An alternative: travel medical insurance
Charlie Leocha, president and cofounder of Travelers United, an advocacy group, said he typically doesn’t buy standard travel insurance unless he’s planning a particularly expensive, all-inclusive trip. “If you’ve got an expensive product, it can be a good deal,” Leocha said. “All insurance is a great deal if you get sick and can’t go on the trip and that’s why you buy it.”
Leocha said he buys travel medical insurance policies each year, which cover up to six trips and up to six weeks per trip. He said his annual policies cost about $260.
These policies cover his medical needs when he is overseas and also cover his return home. For the rest of his travel, he says he self-insures. What that means is he makes arrangements that are reversible. In other words, he mostly buys refundable airline tickets or hotel reservations that can be canceled at the last minute for any reason without paying a penalty.
This can be difficult, he said, because every airline has different rules, particularly when it comes to travel credits. Some airlines require they be used in 90 days, others might give you a year or six months.
Leocha said his organization is working with the Federal Department of Transportation to implement a pandemic rule requiring airlines to all have the same rule so it won’t be so confusing for travelers. “I’ve been pusing like mad to have all the flight credits have the same expiration dates,” he said. “The airlines have been fighting us tooth and nail.”

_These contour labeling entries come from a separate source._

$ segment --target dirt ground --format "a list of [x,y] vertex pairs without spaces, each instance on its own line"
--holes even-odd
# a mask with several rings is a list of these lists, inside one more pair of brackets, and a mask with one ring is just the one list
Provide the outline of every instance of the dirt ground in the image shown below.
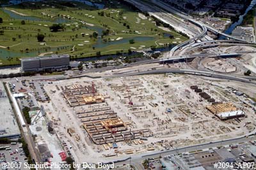
[[[255,96],[256,90],[250,91],[249,87],[245,88],[238,82],[212,80],[177,74],[61,80],[45,85],[51,101],[42,104],[49,118],[55,122],[56,134],[72,146],[70,151],[77,162],[83,162],[84,155],[92,162],[107,160],[114,158],[106,157],[109,155],[118,158],[127,157],[128,150],[129,153],[140,154],[243,136],[253,131],[256,125],[255,113],[247,97],[236,96],[232,90],[236,89]],[[89,85],[92,81],[97,92],[106,97],[105,102],[70,107],[61,96],[60,87]],[[191,90],[192,85],[198,85],[216,101],[233,103],[237,110],[243,109],[246,116],[239,120],[220,120],[205,108],[211,104]],[[252,88],[256,89],[253,85]],[[118,142],[115,150],[108,145],[95,145],[76,113],[106,106],[129,124],[129,129],[148,129],[153,136],[147,140]],[[74,130],[72,136],[67,133],[68,129]]]

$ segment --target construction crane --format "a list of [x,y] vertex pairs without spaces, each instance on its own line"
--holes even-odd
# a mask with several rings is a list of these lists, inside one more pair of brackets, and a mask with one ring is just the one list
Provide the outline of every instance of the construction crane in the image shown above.
[[93,94],[93,96],[95,96],[95,93],[96,93],[96,89],[95,89],[95,85],[94,85],[94,82],[93,81],[92,81],[92,94]]

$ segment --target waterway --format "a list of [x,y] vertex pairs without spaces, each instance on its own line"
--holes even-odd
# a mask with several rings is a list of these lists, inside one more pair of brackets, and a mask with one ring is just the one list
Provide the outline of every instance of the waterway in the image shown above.
[[[19,14],[17,14],[10,10],[8,10],[4,8],[2,8],[2,10],[6,13],[8,13],[10,17],[13,19],[18,19],[18,20],[31,20],[31,21],[42,21],[42,22],[54,22],[58,24],[64,24],[64,23],[70,23],[72,22],[74,22],[74,20],[67,20],[65,18],[58,18],[54,20],[47,20],[42,18],[39,18],[36,17],[31,17],[31,16],[22,16]],[[104,29],[100,27],[97,27],[97,26],[89,26],[86,25],[86,27],[84,27],[84,28],[87,28],[91,30],[93,30],[96,32],[98,32],[99,38],[97,38],[97,41],[96,41],[95,44],[93,45],[93,46],[97,48],[104,48],[109,45],[122,45],[124,43],[129,43],[129,41],[131,38],[124,38],[122,39],[120,39],[118,41],[109,41],[106,43],[103,42],[101,38],[101,35],[102,34],[102,31]],[[132,38],[132,39],[134,39],[135,41],[150,41],[150,40],[154,40],[155,38],[152,36],[136,36]],[[43,46],[42,46],[43,47]],[[59,48],[61,47],[65,47],[65,46],[60,46]],[[68,47],[69,48],[69,47]],[[56,52],[58,50],[58,48],[51,48],[49,51],[52,51],[52,52]],[[42,53],[45,52],[40,52]],[[3,49],[3,48],[0,48],[0,59],[4,59],[3,57],[7,58],[8,57],[35,57],[38,55],[38,52],[31,52],[29,53],[21,53],[21,52],[13,52],[12,51],[9,51],[7,49]]]
[[[226,29],[225,33],[227,34],[231,34],[234,29],[236,27],[236,26],[239,25],[242,23],[244,19],[244,17],[248,13],[248,12],[250,10],[252,10],[252,8],[253,8],[253,6],[255,4],[256,4],[256,0],[252,0],[251,4],[248,6],[246,10],[244,11],[244,13],[243,15],[240,15],[239,20],[237,22],[233,23],[227,29]],[[223,37],[221,36],[221,39],[223,39]]]

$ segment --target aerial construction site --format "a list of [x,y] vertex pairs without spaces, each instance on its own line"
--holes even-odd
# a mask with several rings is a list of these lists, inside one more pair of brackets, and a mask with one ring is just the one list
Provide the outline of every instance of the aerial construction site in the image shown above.
[[253,131],[243,83],[214,80],[172,74],[59,80],[45,83],[51,101],[41,104],[76,160],[107,161]]

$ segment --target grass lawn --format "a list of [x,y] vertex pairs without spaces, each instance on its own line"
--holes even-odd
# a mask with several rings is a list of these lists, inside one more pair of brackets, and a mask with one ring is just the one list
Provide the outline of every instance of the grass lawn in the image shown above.
[[[142,48],[141,46],[161,47],[164,44],[176,44],[187,39],[173,31],[159,28],[151,17],[138,13],[118,1],[95,1],[104,3],[105,8],[99,10],[78,2],[47,1],[6,7],[4,10],[12,10],[12,17],[0,10],[0,16],[4,20],[0,24],[0,31],[4,31],[3,35],[0,35],[0,66],[19,64],[19,58],[50,52],[84,57],[95,55],[99,51],[102,55],[113,54],[120,50],[140,50]],[[13,18],[15,15],[19,15],[19,19],[17,17]],[[25,24],[22,24],[22,15],[26,15],[26,18],[33,17],[37,19],[26,20]],[[65,26],[64,31],[51,32],[49,26],[58,20],[64,20],[61,23]],[[104,35],[100,42],[92,37],[93,32],[99,29],[109,30],[109,34]],[[164,33],[173,35],[174,38],[164,37]],[[44,35],[44,42],[38,42],[38,34]],[[129,39],[141,37],[152,38],[135,41],[134,44],[128,42]],[[118,38],[120,43],[116,42]],[[108,45],[104,45],[103,40]],[[99,43],[103,44],[102,47],[93,48],[98,46]]]

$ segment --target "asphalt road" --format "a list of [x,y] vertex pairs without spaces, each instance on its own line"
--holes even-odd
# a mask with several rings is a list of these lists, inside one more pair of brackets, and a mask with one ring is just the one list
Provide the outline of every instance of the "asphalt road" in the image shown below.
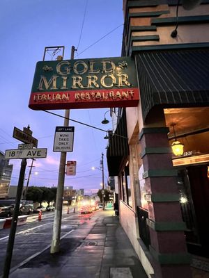
[[[42,252],[51,245],[54,212],[45,212],[39,221],[38,214],[29,215],[26,224],[17,226],[10,269],[16,268]],[[61,238],[63,238],[78,225],[88,221],[92,214],[63,211]],[[0,230],[0,275],[2,275],[10,229]]]

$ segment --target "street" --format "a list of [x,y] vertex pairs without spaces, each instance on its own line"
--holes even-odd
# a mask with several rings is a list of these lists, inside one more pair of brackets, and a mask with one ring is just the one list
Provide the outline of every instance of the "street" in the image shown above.
[[[63,209],[61,238],[88,221],[93,213],[82,215],[78,211],[73,213],[71,209],[68,214],[66,209]],[[50,247],[54,214],[54,212],[43,213],[40,221],[38,219],[38,214],[29,215],[26,224],[17,227],[10,270],[21,266],[36,256],[41,256],[42,253]],[[9,233],[10,229],[0,230],[0,275],[3,269]]]

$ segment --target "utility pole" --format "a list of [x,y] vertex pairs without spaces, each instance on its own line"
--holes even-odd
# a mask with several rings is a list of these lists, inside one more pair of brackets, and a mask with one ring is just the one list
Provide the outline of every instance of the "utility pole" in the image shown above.
[[27,179],[27,183],[26,183],[26,186],[25,191],[24,191],[24,199],[26,199],[26,195],[27,195],[27,192],[28,192],[28,188],[29,188],[29,181],[30,181],[30,177],[31,177],[31,174],[32,167],[35,167],[35,166],[33,165],[34,161],[36,161],[36,159],[35,158],[32,158],[32,163],[31,163],[31,165],[30,166],[31,168],[30,168],[29,177],[28,177],[28,179]]
[[[104,154],[102,154],[102,193],[104,192]],[[104,198],[102,194],[102,210],[104,211]]]
[[10,264],[13,252],[13,247],[15,239],[15,233],[17,229],[17,224],[19,215],[19,208],[22,196],[22,191],[23,188],[24,177],[25,173],[25,168],[27,164],[26,158],[22,159],[21,168],[19,176],[19,181],[17,190],[17,195],[15,199],[15,206],[14,209],[11,227],[10,231],[10,236],[8,240],[6,253],[5,256],[4,268],[3,270],[2,278],[8,278],[10,274]]
[[[71,60],[74,59],[75,47],[71,48]],[[70,109],[65,111],[64,126],[69,126]],[[57,253],[60,250],[61,226],[63,211],[63,197],[65,183],[65,172],[66,164],[66,152],[61,152],[60,155],[58,185],[55,204],[55,213],[54,218],[53,234],[51,243],[51,254]]]

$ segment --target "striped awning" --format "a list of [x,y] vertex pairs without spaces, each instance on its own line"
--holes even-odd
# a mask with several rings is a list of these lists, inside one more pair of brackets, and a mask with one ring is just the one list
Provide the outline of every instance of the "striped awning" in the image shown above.
[[109,138],[107,150],[107,161],[109,176],[118,176],[123,159],[129,154],[127,142],[125,110],[114,135]]
[[208,106],[209,49],[140,52],[136,61],[144,120],[155,106]]

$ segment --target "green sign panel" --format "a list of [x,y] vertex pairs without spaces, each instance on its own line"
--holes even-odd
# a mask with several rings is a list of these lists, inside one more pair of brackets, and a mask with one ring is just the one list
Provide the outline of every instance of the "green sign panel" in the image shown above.
[[29,100],[35,110],[136,106],[130,57],[38,62]]

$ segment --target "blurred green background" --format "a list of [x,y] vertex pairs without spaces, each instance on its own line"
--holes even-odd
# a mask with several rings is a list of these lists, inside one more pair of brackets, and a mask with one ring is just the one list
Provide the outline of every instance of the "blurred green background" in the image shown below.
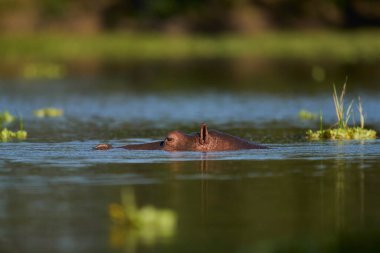
[[379,26],[371,0],[2,0],[0,78],[311,92],[349,77],[374,89]]

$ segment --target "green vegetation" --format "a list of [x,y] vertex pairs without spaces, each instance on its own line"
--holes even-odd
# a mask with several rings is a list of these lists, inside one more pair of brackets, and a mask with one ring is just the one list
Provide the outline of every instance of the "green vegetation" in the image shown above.
[[306,136],[310,140],[368,140],[376,139],[376,131],[364,128],[364,112],[361,104],[360,97],[358,98],[358,112],[360,118],[360,127],[350,127],[348,122],[353,115],[353,103],[354,100],[349,103],[347,109],[345,108],[344,96],[346,94],[346,83],[343,85],[342,92],[338,97],[334,85],[333,100],[335,106],[335,112],[338,122],[335,124],[335,128],[323,129],[322,127],[322,114],[321,114],[321,126],[320,130],[312,131],[308,130]]
[[25,140],[27,137],[27,132],[24,130],[24,124],[22,118],[19,117],[20,128],[17,131],[8,130],[5,126],[12,123],[16,119],[15,116],[10,114],[8,111],[0,112],[0,141],[7,142],[10,140]]
[[306,110],[300,110],[298,112],[298,118],[301,120],[316,120],[318,118],[318,114]]
[[[21,74],[33,76],[41,72],[41,69],[46,69],[46,66],[50,66],[46,62],[89,60],[257,57],[331,59],[340,62],[373,61],[380,59],[378,41],[380,41],[380,31],[274,32],[219,36],[125,33],[87,36],[34,34],[1,36],[0,57],[3,63],[31,62]],[[50,69],[48,73],[60,75],[63,70],[59,64],[51,64],[54,67],[48,67]],[[314,72],[315,78],[323,78],[320,69],[316,68]]]
[[53,107],[41,108],[33,111],[34,115],[38,118],[55,118],[63,115],[63,110]]
[[[127,188],[121,193],[122,203],[109,205],[108,213],[113,224],[127,226],[149,233],[147,236],[170,237],[177,222],[176,214],[169,209],[153,206],[138,208],[134,192]],[[144,236],[144,235],[142,235]]]

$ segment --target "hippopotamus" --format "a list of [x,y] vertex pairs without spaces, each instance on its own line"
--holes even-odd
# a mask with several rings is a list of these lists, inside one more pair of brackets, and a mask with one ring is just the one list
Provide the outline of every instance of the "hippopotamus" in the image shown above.
[[[112,148],[110,144],[99,144],[94,147],[97,150]],[[181,131],[171,131],[163,141],[143,144],[130,144],[117,148],[130,150],[164,150],[164,151],[233,151],[242,149],[265,149],[267,147],[244,140],[240,137],[223,133],[217,130],[208,130],[202,123],[197,133],[185,134]]]

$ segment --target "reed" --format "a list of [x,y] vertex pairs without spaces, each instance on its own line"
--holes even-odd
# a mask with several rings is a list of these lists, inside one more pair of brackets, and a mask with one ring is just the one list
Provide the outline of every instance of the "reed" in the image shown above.
[[[338,92],[333,85],[333,100],[335,113],[337,117],[337,123],[330,129],[323,129],[322,126],[322,113],[320,114],[320,130],[313,131],[308,130],[306,132],[306,137],[310,140],[367,140],[367,139],[376,139],[377,133],[372,129],[364,128],[364,110],[361,103],[360,97],[358,98],[357,109],[359,112],[360,119],[360,127],[350,127],[348,125],[349,120],[353,116],[354,113],[354,100],[352,100],[347,109],[345,107],[344,97],[346,95],[346,86],[347,80],[343,84],[342,91],[340,96],[338,96]],[[353,122],[355,124],[355,122]]]

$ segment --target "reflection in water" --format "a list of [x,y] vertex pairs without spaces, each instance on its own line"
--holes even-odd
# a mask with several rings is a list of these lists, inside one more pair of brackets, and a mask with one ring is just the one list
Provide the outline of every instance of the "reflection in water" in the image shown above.
[[136,252],[139,242],[153,247],[158,241],[174,237],[177,214],[153,206],[137,207],[133,188],[122,188],[121,203],[109,205],[110,244],[125,252]]

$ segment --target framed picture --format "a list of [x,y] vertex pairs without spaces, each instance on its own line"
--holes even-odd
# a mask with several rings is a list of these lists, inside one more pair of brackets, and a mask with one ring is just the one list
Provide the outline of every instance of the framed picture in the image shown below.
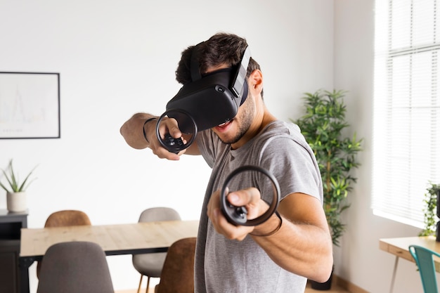
[[0,139],[60,137],[60,74],[0,72]]

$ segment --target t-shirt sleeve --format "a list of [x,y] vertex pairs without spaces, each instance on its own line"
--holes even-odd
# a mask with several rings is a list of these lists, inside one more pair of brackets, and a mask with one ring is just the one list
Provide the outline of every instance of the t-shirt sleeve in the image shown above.
[[280,199],[301,193],[323,202],[321,174],[311,150],[292,138],[281,136],[267,143],[261,154],[261,167],[279,183]]

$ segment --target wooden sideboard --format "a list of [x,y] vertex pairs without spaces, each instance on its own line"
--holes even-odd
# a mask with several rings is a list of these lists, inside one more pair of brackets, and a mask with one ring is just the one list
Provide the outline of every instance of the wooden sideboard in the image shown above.
[[20,229],[27,227],[27,211],[0,209],[0,293],[20,292]]

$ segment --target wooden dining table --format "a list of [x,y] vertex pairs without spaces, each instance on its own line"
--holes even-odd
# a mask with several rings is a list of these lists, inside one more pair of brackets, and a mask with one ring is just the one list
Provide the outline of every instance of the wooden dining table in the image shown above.
[[20,290],[29,293],[29,267],[47,249],[70,241],[98,244],[108,256],[164,252],[179,239],[197,237],[198,221],[165,221],[117,225],[22,228]]

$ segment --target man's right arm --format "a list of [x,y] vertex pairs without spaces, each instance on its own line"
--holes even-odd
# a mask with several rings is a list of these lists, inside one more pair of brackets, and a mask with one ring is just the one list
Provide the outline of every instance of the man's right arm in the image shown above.
[[[150,148],[153,152],[160,158],[171,160],[177,160],[183,153],[188,155],[200,155],[195,141],[187,149],[181,151],[179,155],[169,152],[164,148],[156,136],[157,116],[147,113],[136,113],[128,119],[119,130],[127,143],[131,148],[141,150]],[[146,122],[146,123],[145,123]],[[179,129],[176,120],[164,118],[161,122],[161,133],[169,132],[173,137],[178,138],[182,135]],[[144,136],[145,134],[145,136]],[[183,136],[185,138],[185,136]]]
[[[138,150],[141,150],[150,146],[150,143],[148,143],[150,141],[147,141],[143,136],[144,130],[143,128],[144,126],[148,128],[149,124],[155,126],[156,124],[155,122],[157,122],[157,120],[152,120],[147,123],[147,125],[144,125],[145,121],[153,117],[155,117],[155,116],[146,113],[136,113],[122,124],[119,132],[129,145]],[[150,129],[148,129],[148,130]],[[147,129],[145,129],[145,134],[148,135],[146,132]]]

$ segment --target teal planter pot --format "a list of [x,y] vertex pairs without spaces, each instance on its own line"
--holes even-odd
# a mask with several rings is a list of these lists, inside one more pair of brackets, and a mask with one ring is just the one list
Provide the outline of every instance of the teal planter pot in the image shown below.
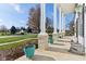
[[32,59],[35,53],[35,44],[29,44],[24,48],[24,53],[27,59]]
[[52,35],[49,35],[48,42],[53,43]]

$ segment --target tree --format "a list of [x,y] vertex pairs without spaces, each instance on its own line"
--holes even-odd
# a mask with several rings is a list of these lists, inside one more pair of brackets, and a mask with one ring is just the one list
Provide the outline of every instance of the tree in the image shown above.
[[[46,17],[46,28],[52,27],[51,18]],[[38,4],[29,10],[27,25],[34,30],[34,33],[40,31],[40,7]]]
[[74,21],[70,23],[70,34],[74,35]]
[[14,35],[16,33],[15,26],[12,26],[10,30],[11,30],[11,34]]
[[2,33],[5,33],[8,29],[7,29],[7,27],[5,27],[4,25],[2,25],[2,26],[0,26],[0,30],[1,30]]
[[46,30],[47,30],[47,33],[53,31],[52,21],[49,17],[46,17]]
[[2,25],[0,26],[0,31],[2,33],[2,35],[7,35],[8,28],[4,25]]
[[27,27],[27,33],[32,33],[32,28],[30,27]]
[[29,17],[27,25],[32,29],[35,30],[35,33],[39,31],[39,22],[40,22],[40,7],[37,4],[35,8],[32,8],[29,10]]

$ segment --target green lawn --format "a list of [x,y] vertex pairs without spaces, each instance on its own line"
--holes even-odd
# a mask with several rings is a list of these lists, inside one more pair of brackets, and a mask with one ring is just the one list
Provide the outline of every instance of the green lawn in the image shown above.
[[23,44],[25,44],[27,42],[36,42],[36,41],[37,41],[37,39],[28,39],[28,40],[24,40],[24,41],[21,41],[21,42],[17,42],[17,43],[0,46],[0,50],[8,50],[8,49],[12,49],[12,48],[23,46]]
[[26,40],[15,42],[15,43],[0,46],[0,50],[7,50],[7,49],[11,49],[11,48],[16,48],[16,47],[25,44],[27,42],[37,41],[37,39],[29,39],[29,38],[37,38],[37,34],[22,35],[20,37],[0,38],[0,43],[8,43],[8,42],[13,42],[13,41],[19,41],[19,40],[26,39]]
[[27,38],[37,38],[37,34],[22,35],[19,37],[0,38],[0,43],[13,42]]

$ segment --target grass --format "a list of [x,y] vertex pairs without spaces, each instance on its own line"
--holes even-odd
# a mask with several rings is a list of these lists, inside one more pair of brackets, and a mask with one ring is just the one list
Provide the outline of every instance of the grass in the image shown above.
[[37,38],[37,34],[22,35],[19,37],[0,38],[0,43],[13,42],[27,38]]
[[28,39],[28,40],[24,40],[17,43],[11,43],[11,44],[5,44],[5,46],[0,46],[0,50],[8,50],[8,49],[12,49],[12,48],[17,48],[19,46],[23,46],[27,42],[36,42],[37,39]]

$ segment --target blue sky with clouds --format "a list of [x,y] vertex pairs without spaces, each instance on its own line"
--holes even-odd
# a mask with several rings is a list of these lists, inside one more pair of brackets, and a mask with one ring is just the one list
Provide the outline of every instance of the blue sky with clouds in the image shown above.
[[[8,28],[11,26],[22,27],[26,26],[28,12],[30,8],[35,8],[35,3],[0,3],[0,25],[5,25]],[[57,11],[57,22],[59,23],[59,11]],[[46,16],[53,18],[53,4],[46,4]],[[70,13],[66,15],[65,22],[69,24],[73,17]],[[58,26],[57,26],[58,27]]]

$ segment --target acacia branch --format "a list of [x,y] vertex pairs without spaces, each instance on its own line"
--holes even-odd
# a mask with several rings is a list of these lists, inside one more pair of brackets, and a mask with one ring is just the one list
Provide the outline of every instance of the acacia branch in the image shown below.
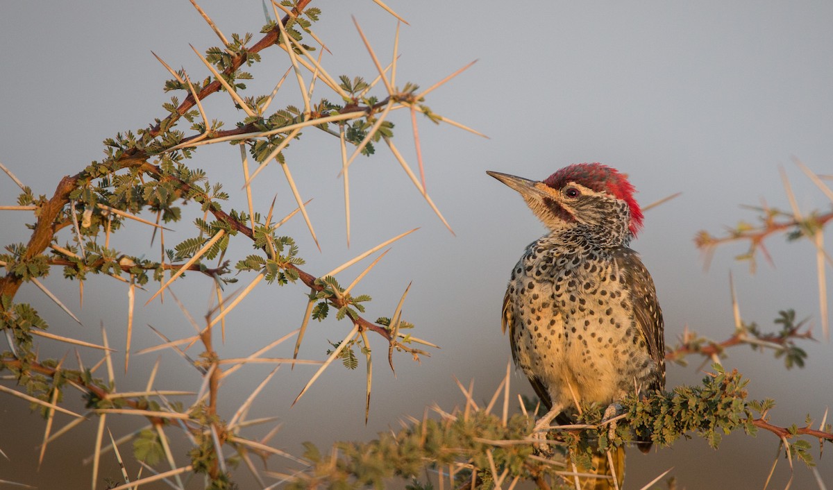
[[759,428],[767,430],[782,439],[789,439],[796,436],[811,436],[833,442],[833,432],[826,432],[822,430],[816,430],[809,426],[796,428],[796,430],[793,431],[787,428],[773,425],[763,418],[753,420],[752,425]]

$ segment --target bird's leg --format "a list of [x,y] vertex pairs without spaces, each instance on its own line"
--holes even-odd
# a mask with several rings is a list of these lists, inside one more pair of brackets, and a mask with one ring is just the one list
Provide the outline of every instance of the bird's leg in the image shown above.
[[[532,438],[539,440],[546,440],[546,434],[549,432],[548,428],[550,427],[550,422],[552,422],[559,413],[563,411],[564,408],[561,405],[553,405],[550,411],[546,412],[543,417],[539,418],[535,422],[535,428],[532,429]],[[535,448],[544,454],[551,454],[552,451],[550,449],[549,445],[545,442],[536,442]]]
[[[618,402],[614,402],[607,406],[605,409],[605,415],[601,418],[601,423],[605,423],[608,420],[618,417],[624,413],[625,409],[621,403]],[[610,441],[616,435],[616,421],[614,420],[610,422],[607,427],[607,440]]]

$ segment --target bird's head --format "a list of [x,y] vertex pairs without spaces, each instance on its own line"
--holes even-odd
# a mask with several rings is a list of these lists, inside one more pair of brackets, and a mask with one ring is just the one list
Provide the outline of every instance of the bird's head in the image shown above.
[[626,175],[601,163],[575,163],[542,181],[486,172],[521,193],[551,231],[583,228],[627,242],[642,228],[642,211]]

This paid off for him recently when he was scheduled to go to Spain. A few weeks before the trip, he took a COVID test in preparation for a get-together with friends. When the test came back positive, he needed to postpone his Spain trip.
Because he wasn’t locked in by any of his arrangements, Leocha said, he was able to make the necessary changes and was only out about $50 when everything was said and done.
“Self insurance is one way to do it,” Leocha said. “Probably the most expensive way to do it is get ‘cancel for any reason’ insurance.”